Было так хорошо на душе, так чисто, и вдруг это напоминание о бабе! Точно сразу в грязь упал. Владимир замолчал. Что-то враждебное шевельнулось в его душе к брату, так цинично разбившему его блаженное самочувствие — чистой душевной и телесной пристани около Лады и их ребенка, где он только что бросил якорь своего спасения… Больше не говорили. Притворились спящими, но оба не спали, и каждый думал о своем. Владимир думал о брате: изменился, сделался грубым циником, а был студентом — таким идеалистом. Куда все делось? Конечно, годы звериной жизни вообще опоганили души человеческие, но он, Владимир, не потерял еще способности в мерзости видеть только мерзость, а Борис… С какой циничной бессовестностью он говорит о «пьяной бабе», соединившей их в половом озверении, их, двух родных братьев! Ведь, это такая гадость, при воспоминании о которой делаешься противен самому себе…

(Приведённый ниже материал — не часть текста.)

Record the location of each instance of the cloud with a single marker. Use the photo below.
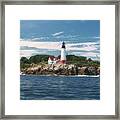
(88, 49)
(58, 33)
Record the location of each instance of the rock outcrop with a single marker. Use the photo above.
(61, 69)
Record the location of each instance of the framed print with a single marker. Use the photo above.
(59, 60)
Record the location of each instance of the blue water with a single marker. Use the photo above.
(33, 87)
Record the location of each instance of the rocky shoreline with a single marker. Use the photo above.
(61, 69)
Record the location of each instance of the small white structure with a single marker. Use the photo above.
(53, 60)
(63, 54)
(50, 60)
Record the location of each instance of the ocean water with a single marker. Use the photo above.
(35, 87)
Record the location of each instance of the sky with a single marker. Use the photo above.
(82, 37)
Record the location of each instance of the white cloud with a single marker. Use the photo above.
(58, 33)
(89, 48)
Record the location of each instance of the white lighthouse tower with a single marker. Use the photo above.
(63, 54)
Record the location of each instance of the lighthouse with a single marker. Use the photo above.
(63, 54)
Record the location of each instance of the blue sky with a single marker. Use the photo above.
(82, 37)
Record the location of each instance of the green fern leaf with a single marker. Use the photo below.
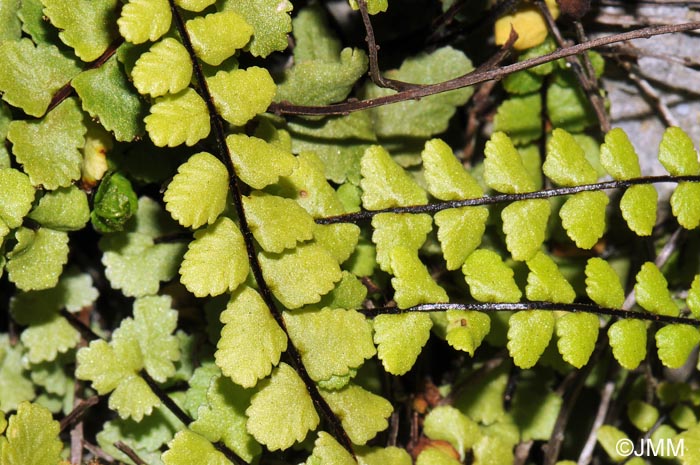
(675, 343)
(529, 333)
(583, 217)
(460, 231)
(281, 400)
(186, 445)
(65, 209)
(270, 20)
(618, 157)
(277, 223)
(48, 149)
(32, 75)
(76, 22)
(361, 413)
(628, 339)
(400, 338)
(504, 170)
(319, 268)
(446, 177)
(393, 230)
(165, 68)
(216, 261)
(577, 333)
(651, 291)
(489, 279)
(217, 36)
(241, 94)
(178, 118)
(412, 282)
(466, 330)
(328, 451)
(258, 163)
(197, 193)
(32, 437)
(251, 341)
(525, 225)
(685, 205)
(16, 198)
(677, 153)
(144, 20)
(638, 207)
(37, 260)
(330, 341)
(222, 418)
(603, 284)
(566, 162)
(378, 166)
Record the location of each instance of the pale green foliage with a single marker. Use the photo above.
(460, 231)
(444, 174)
(392, 230)
(638, 208)
(378, 166)
(412, 282)
(178, 118)
(400, 338)
(258, 163)
(466, 330)
(330, 341)
(675, 343)
(525, 224)
(312, 261)
(583, 217)
(577, 334)
(277, 223)
(251, 341)
(216, 261)
(328, 451)
(270, 20)
(677, 153)
(32, 437)
(37, 260)
(529, 333)
(217, 36)
(651, 291)
(48, 149)
(197, 193)
(546, 283)
(106, 94)
(144, 20)
(222, 418)
(361, 413)
(83, 25)
(603, 284)
(489, 279)
(503, 166)
(618, 157)
(449, 424)
(566, 163)
(32, 75)
(628, 339)
(165, 68)
(281, 400)
(241, 94)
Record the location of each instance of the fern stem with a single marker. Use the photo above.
(367, 215)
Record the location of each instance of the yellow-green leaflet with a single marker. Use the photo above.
(251, 341)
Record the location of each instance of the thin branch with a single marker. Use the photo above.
(366, 215)
(537, 305)
(285, 108)
(222, 150)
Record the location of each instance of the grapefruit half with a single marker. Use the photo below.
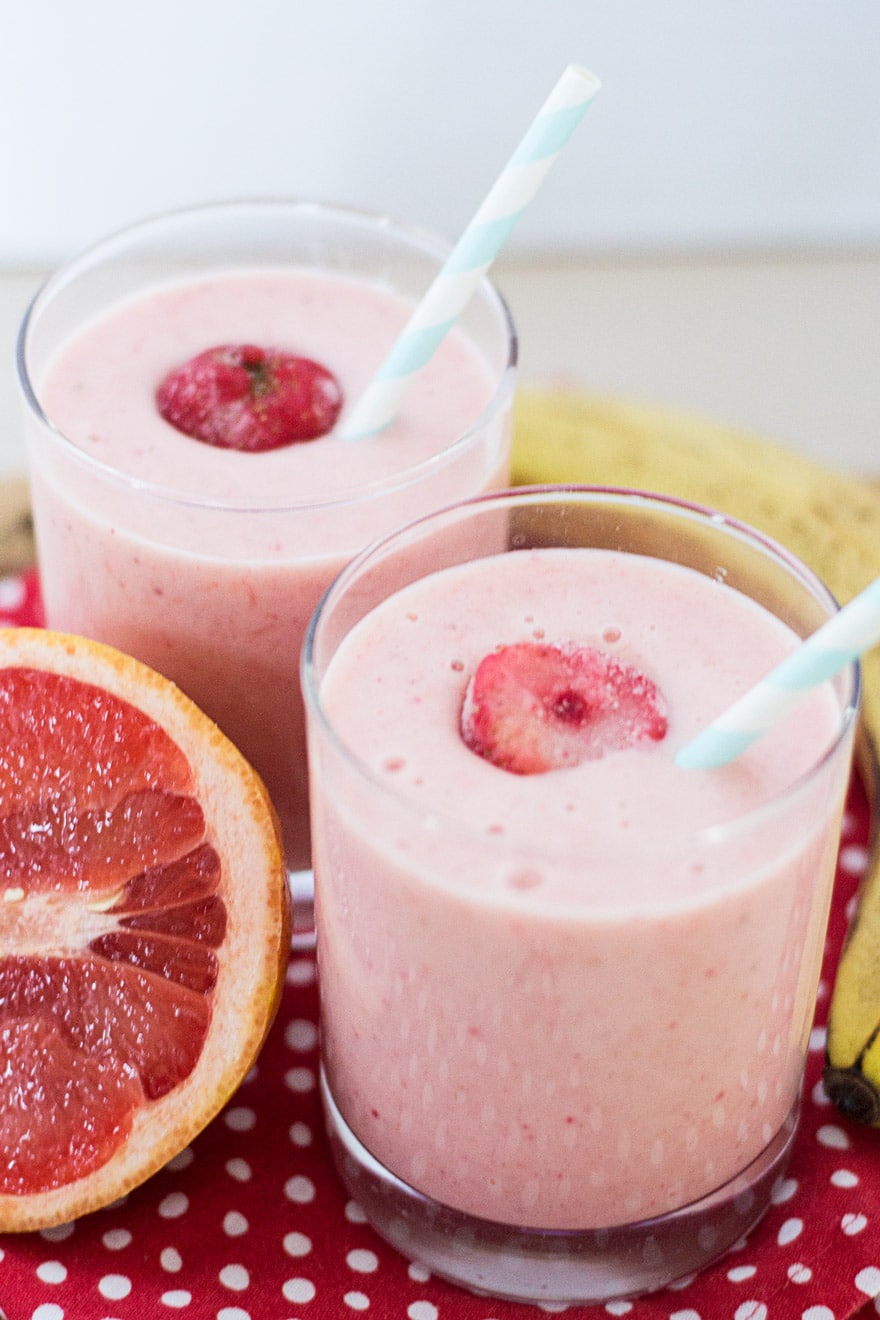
(144, 924)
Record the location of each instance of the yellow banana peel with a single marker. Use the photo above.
(833, 523)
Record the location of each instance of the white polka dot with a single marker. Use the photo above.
(115, 1240)
(362, 1261)
(751, 1311)
(235, 1224)
(235, 1278)
(181, 1160)
(819, 1094)
(173, 1205)
(297, 1244)
(115, 1287)
(790, 1230)
(300, 1080)
(298, 1290)
(239, 1170)
(240, 1120)
(422, 1311)
(52, 1271)
(868, 1281)
(301, 973)
(300, 1189)
(301, 1035)
(800, 1273)
(60, 1233)
(854, 859)
(833, 1137)
(12, 593)
(742, 1273)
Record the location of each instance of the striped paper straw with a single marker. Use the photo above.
(475, 251)
(851, 631)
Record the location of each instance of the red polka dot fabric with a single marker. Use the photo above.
(251, 1222)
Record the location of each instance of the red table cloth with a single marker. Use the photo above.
(251, 1222)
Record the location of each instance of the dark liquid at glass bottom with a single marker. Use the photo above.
(548, 1265)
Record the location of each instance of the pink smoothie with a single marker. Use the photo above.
(577, 998)
(211, 572)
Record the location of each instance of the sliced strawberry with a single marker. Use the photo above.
(532, 706)
(239, 396)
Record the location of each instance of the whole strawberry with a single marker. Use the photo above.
(240, 396)
(531, 708)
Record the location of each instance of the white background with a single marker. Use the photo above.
(721, 122)
(709, 239)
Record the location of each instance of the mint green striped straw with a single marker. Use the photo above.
(474, 252)
(851, 631)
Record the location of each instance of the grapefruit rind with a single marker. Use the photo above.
(252, 961)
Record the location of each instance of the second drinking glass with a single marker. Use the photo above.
(207, 562)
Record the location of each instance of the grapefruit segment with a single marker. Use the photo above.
(144, 924)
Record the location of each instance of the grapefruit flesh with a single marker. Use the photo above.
(144, 924)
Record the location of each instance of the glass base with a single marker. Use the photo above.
(549, 1265)
(302, 891)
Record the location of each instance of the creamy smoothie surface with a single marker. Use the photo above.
(99, 388)
(210, 570)
(573, 998)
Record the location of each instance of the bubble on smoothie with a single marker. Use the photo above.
(525, 878)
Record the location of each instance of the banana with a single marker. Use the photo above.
(16, 528)
(833, 523)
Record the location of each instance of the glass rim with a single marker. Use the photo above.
(713, 834)
(429, 244)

А Борис думал о своей связи с Ладой и о том, что же дальше? Скрыть? Признаться? Уступить свое место и право потому только, что Владимир — «законный», а он — «незаконный»? А что теперь значит это самое слово «закон»? Любит ли он Ладу? А черт знает! Но смотреть, как они будут справлять «медовый месяц», — слуга покорный! Роль довольно обидная и мучительная… А в сущности ему все равно: уйдет на фронт и этим закончится вся эта трагикомедия. Она ведь только воображает, что любит своего «Володечку», а в сущности — это разбитые черепки. Иначе откуда ее бешеные порывы страсти, делающие ее жалкой рабой его желаний?
Опять вспомнил пьяную бабу на Выселках: одна на двух. Цинично ухмыльнулся и мысленно спросил темноту: там было можно, а в данном случае — преступление против нравственности? Почему? «Quod licet Iovi, non licet bovi?»[420] … А что если сейчас пойти туда, к ней, и нырнуть, как раньше, под одеяло? Что ж, закричит на помощь Владимира? Первого владельца своих прелестей?.. Борис сел на постели и прислушался… «Звериное» уже проснулось в нем. Риск взбредшего в голову предприятия опьянял душу и тело сильным ощущением, разжигая звериную похоть… Разложившаяся душа не могла противиться власти тела. Опасность только заостряла все ощущения и притягивала к себе. Вот то же случалось на фронте: рискнуть жизнью и захватить пулемет, забраться переряженным в расположение неприятеля с риском быть узнанным и повешенным за шпионство, выскочить из окопа и постоять под свистящими пулями, не сгибаясь и напевая… Обыкновенное не производило никаких ощущений, и душа жаждала ярких, сильных и острых переживаний. Борис закурил папироску; поддерживая огонек зажженной спички, он осветил лицо брата: спит или нет?
Владимир раскрыл глаза:
— Ты что?
— Не спишь?
— Не спал две ночи и все-таки не могу… Очень уж все странно это… Не могу примириться с тем, что можно спать и не бояться, что тебя схватят и расстреляют…
Они тихо разговаривали, попыхивая в темноте огоньками папирос, когда за дверью послышался слабый женский голос:
— Володечка! Поди ко мне…
Смолкли, прислушались. Опять зовет. Владимир опоясался одеялом и пошел. Борис спустил ноги с постели и затаил дух. Ушли! К ней в комнату… Заперлись.